Forcément, ayant adoré l'adaptation animée de Jay Oliva il ne pouvait guère en être autrement en ce qui concerne le fameux comics original : (Batman:) The Dark Knight Returns ; oeuvre monumentale au sein de la mythologie dédiée à l'Homme Chauve-souris, Frank Miller signait là un récit sombre empreint d'un pessimiste s'arquant à la perfection autour d'un contexte de Guerre Froide (revisitée) captivant, le tout doublé d'une empreinte graphique marquante à souhait.

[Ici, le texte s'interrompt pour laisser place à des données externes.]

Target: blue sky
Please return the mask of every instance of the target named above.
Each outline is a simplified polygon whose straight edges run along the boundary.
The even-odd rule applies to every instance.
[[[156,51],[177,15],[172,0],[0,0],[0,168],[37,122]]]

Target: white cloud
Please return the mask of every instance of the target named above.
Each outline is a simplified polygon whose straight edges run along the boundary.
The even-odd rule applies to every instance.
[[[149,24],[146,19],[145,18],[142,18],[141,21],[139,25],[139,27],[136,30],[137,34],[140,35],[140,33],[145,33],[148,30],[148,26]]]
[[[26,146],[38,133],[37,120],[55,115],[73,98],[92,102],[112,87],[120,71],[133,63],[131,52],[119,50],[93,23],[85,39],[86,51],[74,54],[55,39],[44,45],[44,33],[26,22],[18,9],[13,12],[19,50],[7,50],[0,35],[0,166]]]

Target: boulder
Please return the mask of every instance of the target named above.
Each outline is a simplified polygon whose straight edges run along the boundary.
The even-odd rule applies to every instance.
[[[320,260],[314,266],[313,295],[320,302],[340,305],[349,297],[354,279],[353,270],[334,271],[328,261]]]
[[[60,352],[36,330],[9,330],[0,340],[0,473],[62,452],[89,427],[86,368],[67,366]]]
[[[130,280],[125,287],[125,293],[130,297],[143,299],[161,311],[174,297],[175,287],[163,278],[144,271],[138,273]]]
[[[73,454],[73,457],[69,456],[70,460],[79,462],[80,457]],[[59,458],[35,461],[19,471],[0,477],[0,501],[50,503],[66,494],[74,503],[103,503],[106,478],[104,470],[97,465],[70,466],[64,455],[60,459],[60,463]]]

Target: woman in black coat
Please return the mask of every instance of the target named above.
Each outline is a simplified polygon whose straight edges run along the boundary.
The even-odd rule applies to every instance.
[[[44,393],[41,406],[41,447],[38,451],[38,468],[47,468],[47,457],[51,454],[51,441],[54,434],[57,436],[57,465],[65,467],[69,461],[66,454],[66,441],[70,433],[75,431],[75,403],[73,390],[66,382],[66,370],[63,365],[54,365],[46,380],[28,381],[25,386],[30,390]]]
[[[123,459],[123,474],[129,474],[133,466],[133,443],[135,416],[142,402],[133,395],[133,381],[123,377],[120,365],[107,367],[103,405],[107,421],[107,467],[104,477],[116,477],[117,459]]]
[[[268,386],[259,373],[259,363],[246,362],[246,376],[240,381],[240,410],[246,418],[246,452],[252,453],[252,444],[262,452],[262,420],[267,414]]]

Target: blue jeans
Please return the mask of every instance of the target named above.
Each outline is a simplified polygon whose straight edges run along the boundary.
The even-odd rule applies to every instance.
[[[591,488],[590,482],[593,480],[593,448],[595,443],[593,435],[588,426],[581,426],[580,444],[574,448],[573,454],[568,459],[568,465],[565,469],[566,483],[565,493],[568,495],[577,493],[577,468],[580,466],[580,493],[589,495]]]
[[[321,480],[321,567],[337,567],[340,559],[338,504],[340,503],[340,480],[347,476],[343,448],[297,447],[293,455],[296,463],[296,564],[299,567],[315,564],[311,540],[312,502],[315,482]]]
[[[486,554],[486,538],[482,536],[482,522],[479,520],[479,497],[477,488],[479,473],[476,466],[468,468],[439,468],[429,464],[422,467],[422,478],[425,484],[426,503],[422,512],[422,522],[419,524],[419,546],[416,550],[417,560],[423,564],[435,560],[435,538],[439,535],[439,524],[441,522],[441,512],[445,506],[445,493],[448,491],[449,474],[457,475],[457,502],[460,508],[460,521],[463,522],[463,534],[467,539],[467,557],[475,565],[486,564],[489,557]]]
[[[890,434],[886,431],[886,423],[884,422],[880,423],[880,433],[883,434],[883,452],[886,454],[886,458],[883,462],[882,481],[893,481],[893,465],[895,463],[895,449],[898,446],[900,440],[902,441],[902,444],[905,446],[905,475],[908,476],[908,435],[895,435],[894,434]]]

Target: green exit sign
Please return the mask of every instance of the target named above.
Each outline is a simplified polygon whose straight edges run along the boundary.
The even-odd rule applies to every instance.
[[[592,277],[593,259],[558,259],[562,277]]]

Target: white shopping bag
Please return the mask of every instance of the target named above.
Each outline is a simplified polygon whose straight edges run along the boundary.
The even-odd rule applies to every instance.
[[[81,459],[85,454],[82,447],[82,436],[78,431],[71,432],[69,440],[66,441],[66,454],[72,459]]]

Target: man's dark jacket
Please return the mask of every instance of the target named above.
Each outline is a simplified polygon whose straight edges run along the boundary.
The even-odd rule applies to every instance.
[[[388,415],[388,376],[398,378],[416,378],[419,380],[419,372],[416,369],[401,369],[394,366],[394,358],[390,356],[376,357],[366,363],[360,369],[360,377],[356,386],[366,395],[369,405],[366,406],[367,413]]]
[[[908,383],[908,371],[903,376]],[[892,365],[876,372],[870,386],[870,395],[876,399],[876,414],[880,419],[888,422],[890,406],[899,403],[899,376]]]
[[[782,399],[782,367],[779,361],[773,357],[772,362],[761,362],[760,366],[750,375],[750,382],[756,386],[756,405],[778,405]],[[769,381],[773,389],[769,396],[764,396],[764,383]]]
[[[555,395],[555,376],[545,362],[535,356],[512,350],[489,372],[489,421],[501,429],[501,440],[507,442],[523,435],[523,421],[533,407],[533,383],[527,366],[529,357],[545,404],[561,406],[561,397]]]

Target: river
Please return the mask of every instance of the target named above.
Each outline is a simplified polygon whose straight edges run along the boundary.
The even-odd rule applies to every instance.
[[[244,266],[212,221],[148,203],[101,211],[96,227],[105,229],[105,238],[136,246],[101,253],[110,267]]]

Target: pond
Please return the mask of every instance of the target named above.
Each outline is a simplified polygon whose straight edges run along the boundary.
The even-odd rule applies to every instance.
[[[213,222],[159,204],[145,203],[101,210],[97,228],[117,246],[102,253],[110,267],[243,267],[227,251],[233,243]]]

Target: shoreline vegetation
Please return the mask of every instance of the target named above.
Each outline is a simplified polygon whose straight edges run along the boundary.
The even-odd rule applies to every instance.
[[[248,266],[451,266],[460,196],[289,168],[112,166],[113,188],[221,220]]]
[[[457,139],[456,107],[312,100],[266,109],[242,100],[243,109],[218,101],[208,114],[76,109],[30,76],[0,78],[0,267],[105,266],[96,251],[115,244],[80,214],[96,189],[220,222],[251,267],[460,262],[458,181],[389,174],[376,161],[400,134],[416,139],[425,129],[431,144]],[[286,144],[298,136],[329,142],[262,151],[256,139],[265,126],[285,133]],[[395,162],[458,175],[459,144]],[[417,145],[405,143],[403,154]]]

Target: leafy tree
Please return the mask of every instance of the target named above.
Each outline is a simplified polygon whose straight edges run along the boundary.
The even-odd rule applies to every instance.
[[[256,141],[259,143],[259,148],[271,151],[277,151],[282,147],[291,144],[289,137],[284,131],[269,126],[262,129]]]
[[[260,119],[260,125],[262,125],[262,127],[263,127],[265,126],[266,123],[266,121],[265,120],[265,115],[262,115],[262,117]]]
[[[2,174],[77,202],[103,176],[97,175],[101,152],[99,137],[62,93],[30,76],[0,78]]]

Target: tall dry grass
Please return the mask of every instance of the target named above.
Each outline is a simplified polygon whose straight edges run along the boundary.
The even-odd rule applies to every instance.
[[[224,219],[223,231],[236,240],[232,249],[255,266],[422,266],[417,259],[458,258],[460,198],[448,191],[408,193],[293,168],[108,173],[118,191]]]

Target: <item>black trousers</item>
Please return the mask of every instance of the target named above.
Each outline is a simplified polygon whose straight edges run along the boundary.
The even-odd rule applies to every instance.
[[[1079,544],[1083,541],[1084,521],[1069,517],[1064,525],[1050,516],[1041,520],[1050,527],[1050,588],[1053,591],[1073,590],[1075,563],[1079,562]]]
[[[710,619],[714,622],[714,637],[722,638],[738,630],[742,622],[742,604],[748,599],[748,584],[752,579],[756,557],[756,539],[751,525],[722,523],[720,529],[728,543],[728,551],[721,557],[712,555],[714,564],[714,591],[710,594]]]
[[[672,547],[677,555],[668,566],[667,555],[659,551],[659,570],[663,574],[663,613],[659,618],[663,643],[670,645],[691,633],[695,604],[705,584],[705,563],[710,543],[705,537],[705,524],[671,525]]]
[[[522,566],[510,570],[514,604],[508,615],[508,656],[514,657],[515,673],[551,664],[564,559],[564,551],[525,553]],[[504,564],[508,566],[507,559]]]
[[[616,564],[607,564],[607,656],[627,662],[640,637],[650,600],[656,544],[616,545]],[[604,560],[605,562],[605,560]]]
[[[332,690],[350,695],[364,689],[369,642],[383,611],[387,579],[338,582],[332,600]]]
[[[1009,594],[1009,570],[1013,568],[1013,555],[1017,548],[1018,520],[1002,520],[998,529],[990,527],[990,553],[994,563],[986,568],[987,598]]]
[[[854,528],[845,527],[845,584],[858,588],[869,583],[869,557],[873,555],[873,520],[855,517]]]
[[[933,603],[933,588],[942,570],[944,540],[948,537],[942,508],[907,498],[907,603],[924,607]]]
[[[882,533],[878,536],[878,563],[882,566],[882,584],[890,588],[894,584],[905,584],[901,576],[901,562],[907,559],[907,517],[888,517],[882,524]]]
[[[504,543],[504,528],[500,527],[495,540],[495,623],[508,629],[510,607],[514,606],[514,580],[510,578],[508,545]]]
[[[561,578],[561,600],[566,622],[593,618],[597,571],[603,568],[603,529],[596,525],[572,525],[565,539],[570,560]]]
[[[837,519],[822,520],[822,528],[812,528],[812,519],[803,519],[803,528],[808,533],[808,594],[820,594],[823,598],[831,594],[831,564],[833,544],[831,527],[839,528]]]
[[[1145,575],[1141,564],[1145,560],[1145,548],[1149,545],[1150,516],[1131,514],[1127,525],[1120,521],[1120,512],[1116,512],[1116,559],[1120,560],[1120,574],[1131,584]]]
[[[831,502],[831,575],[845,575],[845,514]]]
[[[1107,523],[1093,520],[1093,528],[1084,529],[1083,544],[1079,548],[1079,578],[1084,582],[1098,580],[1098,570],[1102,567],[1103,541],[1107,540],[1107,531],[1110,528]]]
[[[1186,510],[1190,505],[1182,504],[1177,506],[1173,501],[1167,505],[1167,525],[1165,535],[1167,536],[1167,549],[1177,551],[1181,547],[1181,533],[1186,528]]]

De fait, sans être de prime abord emballé par le trait atypique du créateur, celui-ci confère à Gotham et son plus éminent personnage une identité unique en tous points, tel le reflet d'une société ambivalente assujettie à l'omniprésence des médias ; ceux-ci jalonnent d'ailleurs de bout en bout un découpage très dynamique, dont le visuel attenant se voit sublimé par les contributions parfaites de Klaus Janson (encrage) et Lynn Varley (couleurs), de quoi servir au mieux la dimension spectaculaire propre au Chevalier Noir.


Mais au-delà d'un véritable tour de force formel, ce comics se démarque à juste titre au moyen d'un univers bien plus grave qu'à l'accoutumée, son fer de lance masqué en étant l'exemple le plus flagrant : Miller dresse en effet le portrait d'un justicier retraité accusant le poids de l'âge, et dont l'aigreur n'a d'égal que son égoïsme latent, de quoi contraster avec la conventionnelle vision du justicier plaçant le bien commun au-dessus de ses propres intérêts.


Dès lors, Bruce Wayne témoignant d'une personnalité aussi subjuguante que déconcertante, difficile de ne pas se prendre au jeu d'un récit mêlant avec brio le développement de ce dernier à une multitude d'éléments perturbateurs : fort d'une adversité sous bien des formes, à laquelle s'ajoute une atmosphère ni plus ni moins enchanteresse, The Dark Knight Returns nous transporte d'un bout à l'autre en faisant montre d'un rythme jamais en berne et de climax dantesques à souhait.


On note ainsi une tension allant croissante, à la fois vectrice et résultat d'une violence sans concession, celle-ci s'avérant de paire avec un justicier ne prenant aucun gant ; et si l'affrontement bestial l'opposant au chef des mutants fait alors mine de s'apparenter à une phénoménale escalade à la fureur, le comics surprend en outrepassant ce stade déjà estomaquant au moyen d'un "joyeux" et célèbre luron : le Joker.


Si la première partie inhérente à la lutte contre les mutants se voulait enthousiasmante, Miller ne s'arrête ainsi pas en si bon chemin en opposant le Chevalier Noir à son Némésis notoire, dont la confrontation va accoucher d'une profondeur dramatiquement viscérale : l'auteur en profite alors pour pousser dans ses ultimes retranchements un Bruce Wayne aussi tourmenté que résolu, celui-ci n'ayant définitivement plus rien à voir avec l'imagerie populaire le caractérisant, telle la seule réponse possible à la funeste folie d'un Joker transcendé.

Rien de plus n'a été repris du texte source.